Improving survey and housing data

Surveys: the Lloyds Business Barometer (which covers 300 companies with turnover above £1mn) rose from 33 to 38, close to the post-COVID-19 high. 57% of companies are planning to raise prices as a way to rebuild their margins. 53% are planning to boost hiring. Confidence among retailers was the weakest, though.

Housing: the Nationwide house price survey was better than expected, rising 0.89% in May to an average of £269,914, an 11.2% year-on-year increase. Mortgage approvals fell from 69.5K to 66K in April but consumer credit year-on-year edged up from 5.2% to 5.7%.  

Inflation: the BRC (British Retail Consortium) shop price index year-on-year was 2.8% (a number that will surprise many) vs. 2.7% the previous month, but the BRC said that fresh food prices had jumped 4.5% year-to-date through May, up from 3.4% in April.

 

Europe

Soaring consumer and producer inflation

Surveys: confidence in the eurozone was steady, with economic confidence at 105 vs. 104.9, industrial confidence at 6.3 vs. 7.7, services confidence at 14.0 vs. 13.6 and consumer confidence still at a low -21.1.

Inflation: the German CPI surged from 7.4% to 7.9% and Spanish CPI from 8.3% to 8.7%. The eurozone CPI was even worse than estimates at 8.1%, up from 7.5% before, with the core CPI reading rising from 3.5% to 3.8%. The eurozone PPI (producer price index) rose 1.2% in April for a year-on-year growth of 37.2%.

Employment: the eurozone unemployment rate remained at 6.8% in April. 

Sales: German retail sales fell 5.4% in April, down from a positive +0.9% the previous month. Eurozone retail sales in April fell 1.3% for a year-on-year growth of 3.9%, up from 1.6% previously.

 

China/India/Japan/Asia

Recovering surveys in China, though below expectations

China: the PMIs improved, with the official (CFLP) manufacturing PMI rising from 47.4 to 49.6 and the non-manufacturing PMI jumping from 41.9 to 47.8. These numbers still indicate contraction, though. The unofficial Caixin manufacturing PMI was up from 46.0 to 48.1, below expectations. The Caixin services PMI rallied from 36.2 to 41.4, but disappointed hopes of a higher rebound. 

Japan: the April jobless rate improved a smidge from 2.6% to 2.5%. Retail sales increased 0.8% but industrial production fell 1.3%.

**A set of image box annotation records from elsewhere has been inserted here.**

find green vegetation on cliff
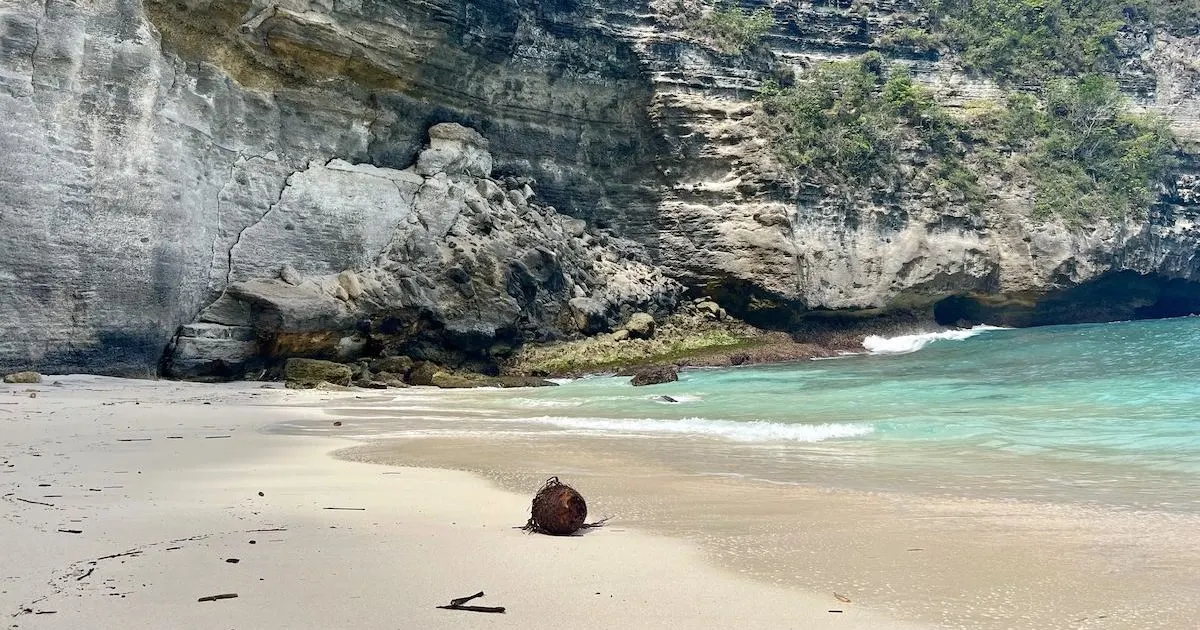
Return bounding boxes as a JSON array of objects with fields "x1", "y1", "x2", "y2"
[
  {"x1": 692, "y1": 2, "x2": 775, "y2": 54},
  {"x1": 972, "y1": 76, "x2": 1174, "y2": 222},
  {"x1": 761, "y1": 53, "x2": 1174, "y2": 222},
  {"x1": 761, "y1": 53, "x2": 978, "y2": 196},
  {"x1": 924, "y1": 0, "x2": 1200, "y2": 85}
]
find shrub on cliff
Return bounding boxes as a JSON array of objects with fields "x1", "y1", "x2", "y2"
[
  {"x1": 760, "y1": 55, "x2": 1175, "y2": 223},
  {"x1": 924, "y1": 0, "x2": 1200, "y2": 85},
  {"x1": 760, "y1": 53, "x2": 982, "y2": 200},
  {"x1": 694, "y1": 4, "x2": 775, "y2": 54},
  {"x1": 974, "y1": 76, "x2": 1175, "y2": 222}
]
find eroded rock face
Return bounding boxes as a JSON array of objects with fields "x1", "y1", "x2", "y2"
[
  {"x1": 166, "y1": 122, "x2": 682, "y2": 377},
  {"x1": 0, "y1": 0, "x2": 1200, "y2": 376}
]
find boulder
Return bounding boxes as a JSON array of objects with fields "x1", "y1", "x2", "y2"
[
  {"x1": 415, "y1": 122, "x2": 492, "y2": 178},
  {"x1": 630, "y1": 365, "x2": 679, "y2": 388},
  {"x1": 430, "y1": 372, "x2": 480, "y2": 389},
  {"x1": 624, "y1": 313, "x2": 654, "y2": 340},
  {"x1": 371, "y1": 372, "x2": 408, "y2": 389},
  {"x1": 4, "y1": 372, "x2": 42, "y2": 384},
  {"x1": 283, "y1": 359, "x2": 353, "y2": 389},
  {"x1": 432, "y1": 372, "x2": 557, "y2": 389},
  {"x1": 408, "y1": 361, "x2": 442, "y2": 385},
  {"x1": 568, "y1": 298, "x2": 608, "y2": 335},
  {"x1": 490, "y1": 377, "x2": 558, "y2": 388},
  {"x1": 371, "y1": 356, "x2": 413, "y2": 378},
  {"x1": 337, "y1": 270, "x2": 362, "y2": 300},
  {"x1": 696, "y1": 300, "x2": 722, "y2": 317},
  {"x1": 280, "y1": 264, "x2": 304, "y2": 287}
]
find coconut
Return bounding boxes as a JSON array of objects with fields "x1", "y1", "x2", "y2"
[{"x1": 522, "y1": 476, "x2": 588, "y2": 536}]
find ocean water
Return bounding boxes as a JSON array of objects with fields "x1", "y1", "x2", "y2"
[{"x1": 290, "y1": 318, "x2": 1200, "y2": 512}]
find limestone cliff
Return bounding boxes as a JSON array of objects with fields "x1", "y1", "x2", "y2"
[{"x1": 0, "y1": 0, "x2": 1200, "y2": 374}]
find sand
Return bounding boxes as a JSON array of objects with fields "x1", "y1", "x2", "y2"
[{"x1": 0, "y1": 377, "x2": 922, "y2": 630}]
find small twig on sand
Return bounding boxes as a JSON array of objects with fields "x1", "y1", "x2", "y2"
[
  {"x1": 580, "y1": 516, "x2": 612, "y2": 529},
  {"x1": 438, "y1": 590, "x2": 504, "y2": 614},
  {"x1": 196, "y1": 593, "x2": 238, "y2": 601},
  {"x1": 12, "y1": 497, "x2": 54, "y2": 508}
]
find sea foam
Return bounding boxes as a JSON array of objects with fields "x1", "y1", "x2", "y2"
[
  {"x1": 522, "y1": 416, "x2": 875, "y2": 442},
  {"x1": 863, "y1": 325, "x2": 1007, "y2": 354}
]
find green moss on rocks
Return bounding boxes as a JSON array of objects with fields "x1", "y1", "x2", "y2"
[
  {"x1": 4, "y1": 372, "x2": 42, "y2": 384},
  {"x1": 283, "y1": 359, "x2": 353, "y2": 389},
  {"x1": 506, "y1": 308, "x2": 768, "y2": 376}
]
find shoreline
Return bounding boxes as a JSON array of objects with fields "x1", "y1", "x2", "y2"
[
  {"x1": 338, "y1": 432, "x2": 1200, "y2": 630},
  {"x1": 0, "y1": 377, "x2": 922, "y2": 630}
]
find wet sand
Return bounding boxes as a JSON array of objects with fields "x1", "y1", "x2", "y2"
[
  {"x1": 340, "y1": 429, "x2": 1200, "y2": 629},
  {"x1": 0, "y1": 377, "x2": 924, "y2": 630}
]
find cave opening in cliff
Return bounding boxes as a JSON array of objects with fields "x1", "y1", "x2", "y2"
[{"x1": 934, "y1": 271, "x2": 1200, "y2": 328}]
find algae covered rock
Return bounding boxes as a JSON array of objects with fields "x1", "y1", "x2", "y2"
[
  {"x1": 371, "y1": 356, "x2": 413, "y2": 377},
  {"x1": 624, "y1": 313, "x2": 654, "y2": 340},
  {"x1": 4, "y1": 372, "x2": 42, "y2": 384},
  {"x1": 283, "y1": 359, "x2": 353, "y2": 389},
  {"x1": 630, "y1": 365, "x2": 679, "y2": 388},
  {"x1": 408, "y1": 361, "x2": 443, "y2": 385}
]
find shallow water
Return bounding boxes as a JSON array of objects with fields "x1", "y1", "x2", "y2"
[{"x1": 272, "y1": 318, "x2": 1200, "y2": 512}]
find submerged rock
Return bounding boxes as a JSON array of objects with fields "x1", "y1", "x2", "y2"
[
  {"x1": 4, "y1": 372, "x2": 42, "y2": 384},
  {"x1": 623, "y1": 313, "x2": 654, "y2": 340},
  {"x1": 629, "y1": 365, "x2": 679, "y2": 388},
  {"x1": 283, "y1": 359, "x2": 353, "y2": 389}
]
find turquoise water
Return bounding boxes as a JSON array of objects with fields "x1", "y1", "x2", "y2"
[
  {"x1": 477, "y1": 318, "x2": 1200, "y2": 511},
  {"x1": 286, "y1": 318, "x2": 1200, "y2": 512}
]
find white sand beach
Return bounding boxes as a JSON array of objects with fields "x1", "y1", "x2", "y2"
[{"x1": 0, "y1": 377, "x2": 920, "y2": 630}]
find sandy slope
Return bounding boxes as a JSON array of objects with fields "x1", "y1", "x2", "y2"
[{"x1": 0, "y1": 377, "x2": 911, "y2": 630}]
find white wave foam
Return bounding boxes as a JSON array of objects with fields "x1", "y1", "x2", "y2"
[
  {"x1": 863, "y1": 325, "x2": 1007, "y2": 354},
  {"x1": 523, "y1": 416, "x2": 875, "y2": 442}
]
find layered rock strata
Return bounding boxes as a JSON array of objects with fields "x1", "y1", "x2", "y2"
[
  {"x1": 166, "y1": 122, "x2": 682, "y2": 377},
  {"x1": 0, "y1": 0, "x2": 1200, "y2": 376}
]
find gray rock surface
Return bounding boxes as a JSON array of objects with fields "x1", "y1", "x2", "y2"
[
  {"x1": 283, "y1": 359, "x2": 352, "y2": 389},
  {"x1": 0, "y1": 0, "x2": 1200, "y2": 376},
  {"x1": 166, "y1": 124, "x2": 680, "y2": 377}
]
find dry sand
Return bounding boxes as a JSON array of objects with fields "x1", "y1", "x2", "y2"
[{"x1": 0, "y1": 377, "x2": 917, "y2": 630}]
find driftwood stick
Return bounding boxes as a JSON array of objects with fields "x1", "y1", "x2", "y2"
[
  {"x1": 196, "y1": 593, "x2": 238, "y2": 601},
  {"x1": 438, "y1": 606, "x2": 504, "y2": 614},
  {"x1": 13, "y1": 497, "x2": 54, "y2": 508},
  {"x1": 450, "y1": 590, "x2": 484, "y2": 606},
  {"x1": 438, "y1": 590, "x2": 504, "y2": 614}
]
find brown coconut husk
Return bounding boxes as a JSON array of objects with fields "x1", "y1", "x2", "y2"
[{"x1": 521, "y1": 476, "x2": 607, "y2": 536}]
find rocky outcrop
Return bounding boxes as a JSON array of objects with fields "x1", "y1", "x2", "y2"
[
  {"x1": 0, "y1": 0, "x2": 1200, "y2": 376},
  {"x1": 629, "y1": 365, "x2": 679, "y2": 388},
  {"x1": 4, "y1": 372, "x2": 42, "y2": 384},
  {"x1": 166, "y1": 124, "x2": 680, "y2": 376},
  {"x1": 283, "y1": 359, "x2": 353, "y2": 389}
]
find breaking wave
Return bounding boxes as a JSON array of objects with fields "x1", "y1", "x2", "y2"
[
  {"x1": 522, "y1": 416, "x2": 875, "y2": 442},
  {"x1": 863, "y1": 325, "x2": 1008, "y2": 354}
]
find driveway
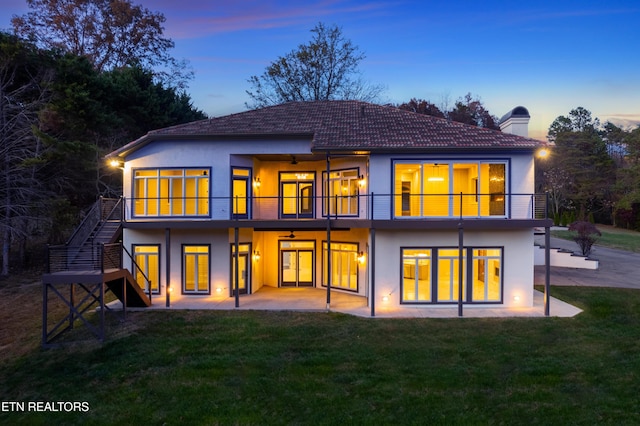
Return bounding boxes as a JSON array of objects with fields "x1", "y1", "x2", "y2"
[{"x1": 535, "y1": 235, "x2": 640, "y2": 288}]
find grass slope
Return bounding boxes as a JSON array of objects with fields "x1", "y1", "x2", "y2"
[{"x1": 0, "y1": 287, "x2": 640, "y2": 425}]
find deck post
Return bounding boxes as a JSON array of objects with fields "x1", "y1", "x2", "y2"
[
  {"x1": 544, "y1": 226, "x2": 551, "y2": 317},
  {"x1": 458, "y1": 220, "x2": 464, "y2": 317},
  {"x1": 323, "y1": 151, "x2": 330, "y2": 311},
  {"x1": 233, "y1": 226, "x2": 240, "y2": 308},
  {"x1": 369, "y1": 227, "x2": 376, "y2": 317},
  {"x1": 164, "y1": 228, "x2": 171, "y2": 308}
]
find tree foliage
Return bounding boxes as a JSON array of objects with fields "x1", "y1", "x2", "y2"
[
  {"x1": 247, "y1": 23, "x2": 382, "y2": 108},
  {"x1": 0, "y1": 33, "x2": 53, "y2": 275},
  {"x1": 398, "y1": 93, "x2": 500, "y2": 130},
  {"x1": 11, "y1": 0, "x2": 191, "y2": 88},
  {"x1": 0, "y1": 32, "x2": 206, "y2": 274}
]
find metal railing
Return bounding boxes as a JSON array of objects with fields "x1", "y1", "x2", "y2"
[{"x1": 123, "y1": 193, "x2": 548, "y2": 221}]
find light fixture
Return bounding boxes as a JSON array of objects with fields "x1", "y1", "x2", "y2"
[
  {"x1": 427, "y1": 163, "x2": 444, "y2": 182},
  {"x1": 109, "y1": 158, "x2": 123, "y2": 169},
  {"x1": 538, "y1": 148, "x2": 549, "y2": 158}
]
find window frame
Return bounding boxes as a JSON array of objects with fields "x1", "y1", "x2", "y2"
[
  {"x1": 399, "y1": 245, "x2": 505, "y2": 305},
  {"x1": 131, "y1": 167, "x2": 211, "y2": 219},
  {"x1": 322, "y1": 167, "x2": 360, "y2": 217},
  {"x1": 131, "y1": 244, "x2": 162, "y2": 294},
  {"x1": 320, "y1": 240, "x2": 360, "y2": 293},
  {"x1": 390, "y1": 157, "x2": 511, "y2": 220},
  {"x1": 181, "y1": 243, "x2": 212, "y2": 295}
]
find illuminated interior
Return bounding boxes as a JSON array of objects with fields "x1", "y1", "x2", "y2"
[
  {"x1": 133, "y1": 245, "x2": 160, "y2": 293},
  {"x1": 133, "y1": 169, "x2": 209, "y2": 216},
  {"x1": 402, "y1": 248, "x2": 502, "y2": 303},
  {"x1": 322, "y1": 242, "x2": 358, "y2": 291},
  {"x1": 393, "y1": 162, "x2": 506, "y2": 217},
  {"x1": 182, "y1": 245, "x2": 209, "y2": 293}
]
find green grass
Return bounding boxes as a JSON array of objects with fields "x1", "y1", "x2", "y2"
[
  {"x1": 0, "y1": 287, "x2": 640, "y2": 425},
  {"x1": 551, "y1": 225, "x2": 640, "y2": 253}
]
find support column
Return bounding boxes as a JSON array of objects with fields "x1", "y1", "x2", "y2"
[
  {"x1": 458, "y1": 221, "x2": 464, "y2": 317},
  {"x1": 166, "y1": 228, "x2": 171, "y2": 308},
  {"x1": 369, "y1": 228, "x2": 376, "y2": 317},
  {"x1": 233, "y1": 227, "x2": 240, "y2": 308},
  {"x1": 322, "y1": 152, "x2": 330, "y2": 311},
  {"x1": 544, "y1": 226, "x2": 551, "y2": 317}
]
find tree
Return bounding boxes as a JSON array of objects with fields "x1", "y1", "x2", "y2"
[
  {"x1": 247, "y1": 23, "x2": 382, "y2": 108},
  {"x1": 0, "y1": 32, "x2": 53, "y2": 275},
  {"x1": 447, "y1": 93, "x2": 500, "y2": 130},
  {"x1": 545, "y1": 107, "x2": 615, "y2": 221},
  {"x1": 11, "y1": 0, "x2": 192, "y2": 88}
]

The consumer confidence index rose from 33.0 to 34.1.

 

Oil/Commodities/Emerging Markets

As the US heads into the fuel-consuming driving season, oil prices have been strongly supported against the backdrop of supply concerns and low inventories. After hitting a cycle high of US$123/bbl on the EU banning 90% of Russian oil imports by year-end, the Brent gauge corrected to US$115 on the news that Russia might leave OPEC+ (despite the Russian Foreign Secretary visiting Saudi Arabia). The OPEC meeting, however, decided to add 200,000 barrels per day in July. The amount was too small to prevent crude prices from rising further and the Brent gauge finished the week close to US$120.

Gold prices were quiet during the week and settled at US$1,851/oz, close to unchanged.